Common Reed (Phragmites australis), 3 plants in 7 cm or 9 cm pots
Common Reed (Phragmites australis) is an imposing grass commonly displaying on the banks of ponds and streams, with a size (up to several metres) and flower head to rival that of any of the garden ornamentals, and it's native, which means it supports native wildlife. Its a favourite reed for thatching and for water purification so gives plenty to talk about if grown in a damp herbaceous border.
I took the photograph of the reed growing on the banks of a pool at the North Haugh, St Andrews, and the second on the banks of a stream running alongside our wildflower garden at Cupar, Fife.
Value to Wildlife
The flower spikes are at first dark purple, changing to brown as the flowers mature. Large stands are an important wildlife habitat for birds and insects. Its hollow stems can be collected in autumn and used, like the hollow stems of Hogweed, for making 'nesting sites' for solitary bees.
You are buying THREE well-rooted plants in 7 cm square pots, which we have nurtured from native seed in peat-free compost. All of our plants are grown from seed either purchased from reputable suppliers of wild flower seed in England and Scotland, or increasingly, from flowers growing in our own wildflower gardens in Fife, Scotland..

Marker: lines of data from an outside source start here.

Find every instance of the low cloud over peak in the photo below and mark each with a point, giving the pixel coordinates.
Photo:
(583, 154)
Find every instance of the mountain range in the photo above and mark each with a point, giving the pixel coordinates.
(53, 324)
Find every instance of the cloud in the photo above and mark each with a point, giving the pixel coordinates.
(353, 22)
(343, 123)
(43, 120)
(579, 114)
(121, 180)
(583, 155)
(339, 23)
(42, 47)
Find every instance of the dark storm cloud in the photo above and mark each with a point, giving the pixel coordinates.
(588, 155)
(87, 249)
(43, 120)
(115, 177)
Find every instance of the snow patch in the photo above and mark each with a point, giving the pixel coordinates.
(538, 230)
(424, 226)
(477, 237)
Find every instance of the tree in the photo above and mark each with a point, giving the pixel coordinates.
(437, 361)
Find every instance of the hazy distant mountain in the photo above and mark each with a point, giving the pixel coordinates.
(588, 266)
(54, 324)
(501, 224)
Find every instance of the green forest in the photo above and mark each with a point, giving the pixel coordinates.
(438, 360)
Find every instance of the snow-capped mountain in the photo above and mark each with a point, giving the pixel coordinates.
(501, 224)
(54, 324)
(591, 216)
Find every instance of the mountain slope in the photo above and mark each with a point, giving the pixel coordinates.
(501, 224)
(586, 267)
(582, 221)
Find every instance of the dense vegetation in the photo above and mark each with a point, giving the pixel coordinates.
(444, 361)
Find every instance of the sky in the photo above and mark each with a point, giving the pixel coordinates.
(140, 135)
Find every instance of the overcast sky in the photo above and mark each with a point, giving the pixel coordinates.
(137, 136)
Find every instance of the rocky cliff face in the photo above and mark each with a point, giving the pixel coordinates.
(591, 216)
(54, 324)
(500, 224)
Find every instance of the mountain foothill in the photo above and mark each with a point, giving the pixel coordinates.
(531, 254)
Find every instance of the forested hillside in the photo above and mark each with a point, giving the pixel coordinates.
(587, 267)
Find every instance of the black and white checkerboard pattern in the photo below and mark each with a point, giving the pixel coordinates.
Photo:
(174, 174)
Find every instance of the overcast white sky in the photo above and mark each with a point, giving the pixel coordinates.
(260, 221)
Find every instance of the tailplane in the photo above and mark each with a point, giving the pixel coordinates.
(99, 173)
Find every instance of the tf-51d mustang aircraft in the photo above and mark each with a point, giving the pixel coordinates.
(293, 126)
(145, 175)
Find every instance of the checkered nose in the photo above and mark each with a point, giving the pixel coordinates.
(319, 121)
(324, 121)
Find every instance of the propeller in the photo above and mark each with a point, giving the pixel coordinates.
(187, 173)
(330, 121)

Purchase at any time of year. Like other native grasses, its leaves will die back in winter and at this time the plants may look a mess, but the strong roots are winter hardy and planted out in damp soil near a stream or pond will give rise to a fresh burst of green leaves in spring.
As it grows very tall we may need to cut the stems down to size - as we would with those in the photograph - so that they fit into the packaging, but as with most wildflowers, this does no harm and simply stimulates growth.
Plant Passport Registration Number GB-S 03473.